Basically the argument is that a little productivity growth is good but too much is catastrophic.
David:
I bet the positive health benefits from disease detection and prevention are outweighed by mental health destruction of unemployed aimless people.
Rob:
There is no example in economic history of a productivity boom leading to depression.
David:
It’s like Hillary telling coal miners: “Don’t worry, you will be retrained and better off.” My argument is that AI’s impact and speed is unprecedented. So relying on economic precedent may not be reliable.
Trish:
My own great-grandfather went into severe depression during the Depression after losing his job at the mill in Manchester. He couldn’t get out of bed. His daughters dropped out of school and got work waitressing. He died a few years later.
He was what we’d now call clinically depressed. I bet this happens a lot.
It’s why there’s a bad opioid addiction now with middle aged men across America. Much of the fentanyl crisis and increase in mortality rates in the USA is attributable to diseases of despair.
David:
I support and welcome productivity. But the consequences of this AI-driven one are directed squarely on the upper middle class.
Rob:
In 1980, clerical workers and secretaries made up roughly 18% of the U.S. labor force. Since then the number of secretaries has dropped significantly. Office support roles fell from 12.7% of all jobs in 1980 to only 6.8% by 2022 due to technology and automation.
Trish:
I’ll tell you. I could use a secretary. A real one. Like they had in the ‘50s. That’s a lost art!
David:
Estimated active lawyers in the U.S. in 1980 — ~574,000. In 2024/2025 — ~1.32–1.37 million. The number of lawyers in the U.S. has more than doubled since 1980.
Rob:
Despite LexisNexis! More wealth equals more money to fight over. Which means more lawyers. The more a lawyer can do, the more a radiologist can do, the more their services will be sought.
Trish:
This is like the argument people make with Microsoft Excel and bankers. Tech tools make analysts at investment banks far more productive. As tech got deployed, many more analyst jobs were actually created, not fewer.
So it’s a good case study. When workers can get more done, more workers get hired, at least when you look at Wall Street over the past 30 years.
Rob:
Also, growth in financial advisors has happened despite index funds and robo-wealth tools. The number of financial advisors in the U.S. has basically doubled in the last 30 years.
David:
I think the model is flat-screen TV pricing over time. Cheaper. More abundant. Commodity.
Rob:
You are talking about unit pricing falling. Yes. The essence of productivity gains. But unit sales of televisions have tripled since 1980.
David:
Don’t get me wrong. Lawyers and Wall Street will do whatever they can to protect their turf.
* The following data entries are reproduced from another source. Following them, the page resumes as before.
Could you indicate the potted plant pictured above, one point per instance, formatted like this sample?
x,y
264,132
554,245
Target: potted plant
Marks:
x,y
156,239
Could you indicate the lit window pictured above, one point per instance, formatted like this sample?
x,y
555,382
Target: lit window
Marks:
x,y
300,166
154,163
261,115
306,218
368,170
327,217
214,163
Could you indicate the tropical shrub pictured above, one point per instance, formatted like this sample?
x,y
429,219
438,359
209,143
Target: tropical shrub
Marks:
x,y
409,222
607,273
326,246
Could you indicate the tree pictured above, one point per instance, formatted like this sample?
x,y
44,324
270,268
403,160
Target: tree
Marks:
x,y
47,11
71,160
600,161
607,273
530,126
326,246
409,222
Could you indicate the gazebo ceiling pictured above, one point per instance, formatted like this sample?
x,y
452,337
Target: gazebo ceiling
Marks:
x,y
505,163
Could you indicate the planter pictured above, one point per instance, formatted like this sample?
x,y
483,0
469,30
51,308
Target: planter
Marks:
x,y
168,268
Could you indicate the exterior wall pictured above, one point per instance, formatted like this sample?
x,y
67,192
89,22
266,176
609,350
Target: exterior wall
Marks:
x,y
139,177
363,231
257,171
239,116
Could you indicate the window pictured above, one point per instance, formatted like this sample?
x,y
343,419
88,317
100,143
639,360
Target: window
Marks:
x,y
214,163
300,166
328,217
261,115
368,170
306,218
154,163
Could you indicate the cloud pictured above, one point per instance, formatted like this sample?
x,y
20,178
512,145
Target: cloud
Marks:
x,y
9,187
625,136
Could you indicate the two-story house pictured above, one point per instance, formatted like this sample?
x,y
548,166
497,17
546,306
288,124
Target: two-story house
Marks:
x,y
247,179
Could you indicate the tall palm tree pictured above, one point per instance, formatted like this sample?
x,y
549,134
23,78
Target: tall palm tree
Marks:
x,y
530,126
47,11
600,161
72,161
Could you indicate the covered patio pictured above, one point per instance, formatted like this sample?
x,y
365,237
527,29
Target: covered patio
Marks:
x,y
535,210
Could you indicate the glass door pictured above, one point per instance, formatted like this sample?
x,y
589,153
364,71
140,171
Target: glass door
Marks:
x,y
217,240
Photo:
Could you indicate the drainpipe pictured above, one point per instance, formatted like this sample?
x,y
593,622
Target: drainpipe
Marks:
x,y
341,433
Seeking laws requiring humans do the work and provide advice. Politicians will likely comply.
Rob:
The wealth—the claim to production—is still there. And has only grown. It gets recycled into new domains. People with certain highly specialized skills are at risk, though.
Trish:
The problem is this could force the income inequality issue big time. Only 62% of the population owns stocks. 38% does not. To the point about political populism.
Rob:
I agree this favors capital over labor. Even before AI we had this problem.
Trish:
We should publish this exchange. With a note at the end summarizing that people should invest. Very entertaining exchange!